Avant la guerre, j’avais exposé à des amis un projet de réforme de l’enseignement primaire et secondaire. Je proposais de supprimer les disciplines traditionnelles et de les remplacer par des cours de raisonnement, d’émotion, de courage, de gymnastique, d’observation, etc. Je me rendais bien compte que les connaissances n’étaient pas totalement inutiles, ne fût-ce que d’un point de vue pratique – il faut un minimum de mathématiques pour compter, la connaissances des objets est le commencement de la physique, etc. Ces connaissances, je proposais de les répartir le plus habilement possible à l’intérieur de mes classes d’aptitudes. J’arrivais ainsi à une belle utopie ; un enseignement qui faisait aboutir au bon disparate presque dès le début.
Ce sont les écarts entre les différents éléments du disparate et leur intégration dans ma personne et dans ma manière de vivre qui constituent quelque chose comme un polygone de sustentation. Il n’est pas possible d’espérer un disparate qui rassemble tous les éléments existants dans l’humanité, toutes les formes d’activité.

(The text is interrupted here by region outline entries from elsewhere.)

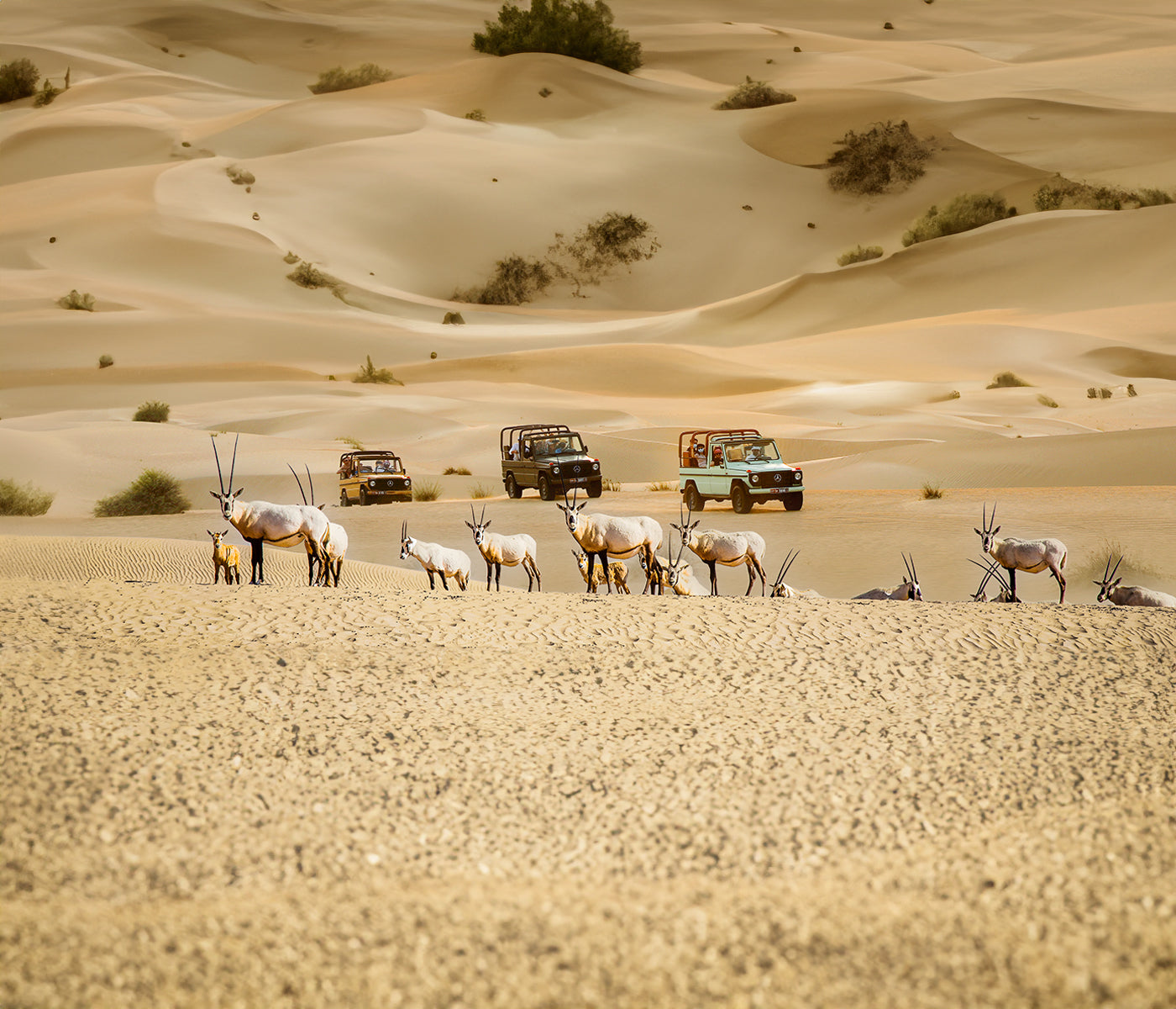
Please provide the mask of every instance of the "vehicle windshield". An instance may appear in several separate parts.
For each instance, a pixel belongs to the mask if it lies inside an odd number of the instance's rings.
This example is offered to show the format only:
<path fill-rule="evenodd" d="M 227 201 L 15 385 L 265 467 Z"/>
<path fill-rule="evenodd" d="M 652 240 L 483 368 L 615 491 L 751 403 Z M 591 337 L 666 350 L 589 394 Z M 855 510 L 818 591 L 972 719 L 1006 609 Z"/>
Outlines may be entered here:
<path fill-rule="evenodd" d="M 574 431 L 568 434 L 550 434 L 532 438 L 528 443 L 535 456 L 582 456 L 584 443 Z"/>
<path fill-rule="evenodd" d="M 779 463 L 780 452 L 770 438 L 756 438 L 748 442 L 735 442 L 727 445 L 728 463 Z"/>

Chacun de nous devrait pouvoir choisir suivant sa vocation, en écoutant sinon ses chromosomes, du moins le retentissement de son environnement social ou naturel sur ses chromosomes. Voilà ce que j’appelle le disparate essentiel et que je sépare de l’encyclopédisme ou de l’érudition d’une part, du dilettantisme d’autre part, choses avec lesquelles je n’aime pas être confondu.
Dans une vie, le disparate joue le rôle d’un joker. Je peux jouer beaucoup plus facilement n’importe quelle carte. Maintenant, c’est fini : physiquement et intellectuellement, je me démolis. Mais pendant longtemps j’ai eu un avantage dans des problèmes tels que l’emploi – perte, sécurité, agrément, etc. Je me suis toujours senti beaucoup plus fort j’ai pris la mesure de cette société et je me suis aperçu que j’étais beaucoup mieux armé, contrairement à ce que pensaient mes parents.
J.M.L.L. Est-ce qu’en proposant votre disparate à un usage généralisé vous ne sciez pas la branche sur laquelle vous êtes assis ? En effet, vous disiez : « si tout le monde pouvait gagner sa vie ainsi…», ce qui est évidemment une impossibilité logique.
F.L.L. Il s’agit de savoir si mes intérêts ne sont pas contradictoires avec ceux de la société.